雨が降り続いたあとで湿り気でいっぱいの重苦しい空気から、うすいうすい膜で隔たれた周囲との空気感の違いからも、すべてから飛んでいけると思った。
普通になりたくなかった。小さいときに夢見た、理想の自分だ。周りと違うことがいちばん偉くて、個性を渇望していたように思う。周りとおなじであることを辞めたくて、周りと差をつけるようになった。下に、下に降りていった。周りに埋没してしまわないように、見つけた一縷の自分の個性を逃がしてしまわないように、下へ下へ、周りとの差をつくった。
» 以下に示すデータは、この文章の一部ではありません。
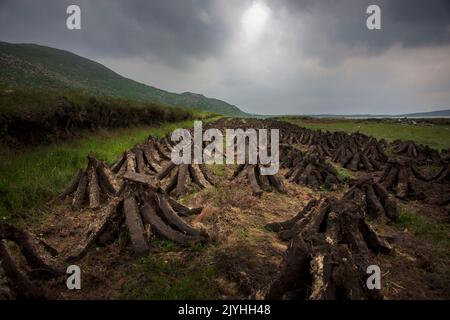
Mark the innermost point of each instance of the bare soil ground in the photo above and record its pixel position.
(243, 257)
ああ、そんなことを。私が周りと違うこと、普通じゃないこと、ああ、これこそが、気持ちいい。
束の間、ふと降りきったその場所をみとめる。なんてキレイな世界だろう。うつくしく、醜くて、こんなにも人間。
普通になりたくないこと、周囲と比べながら生きること。私はずっとその思いに縛られて生きていた。普通であることがいちばん普通じゃなくて、普通になれなかった私はもう、普通になれないことに気づいたとき、私は飛んだ。
飛べると思った。流れていく自分の感覚と感情を握りしめて離さないように。普通でなくなった愛おしい私を忘れてしまわないように。
下にばかり向かっていた私、はじめて上を目指す。上に、上に。そうしたら空になれるから。この世の中でいちばん普通でのっぺりとした気持ち悪い青になれるから。
鉄塔に登りきった私は、飛べなかった。
自ら普通を選んでしまった。その普通はあまりにも当然にやってきて、私を気持ち悪い青に変えてしまった。